Aile hayatındaki en ciddi sıkıntı, bireyler arasındaki iletişimin zamanla bitmesidir. “İletişimin bitmesi” kavramı da önemli tabii ki. Onu da ayrıca anlatmakta fayda var.
İletişim ilginçtir! Birisiyle iletişmek için illaki göz göze bakmanızı, diz dize oturmanızı, birbirinizin burnunun dibinden ayrılmamanızı gerektirmez! Yeni moda iletişim anlayışı böyle! En azından bazı mükemmeliyetçi kişiler için. Öyle bir iletişim yok! Adına sizin iletişim dediğiniz, benim “karşı tarafı baymak” diye baktığım bu süreç, aslında ilişkiyi zora sokar. Israr edeni hayal kırıklığına uğrattığı gibi, karşı tarafı bıktırır.
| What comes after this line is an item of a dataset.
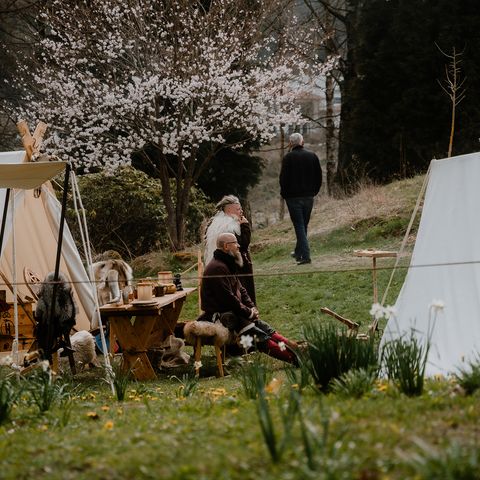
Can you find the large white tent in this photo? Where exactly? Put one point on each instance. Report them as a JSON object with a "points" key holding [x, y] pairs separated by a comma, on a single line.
{"points": [[36, 227], [445, 269]]}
İletişim, birbirinizi hissetmenizle ilgilidir. Birbirinizin önemsendiğini fark etmenize dayalı bir süreçtir. Kişinin sizi önemsediğini bazı beden dili söylemlerine indirgerseniz, karşı tarafın size saygısızlık yaptığını düşünür durursunuz ki bu da evliliğinize zarar verir.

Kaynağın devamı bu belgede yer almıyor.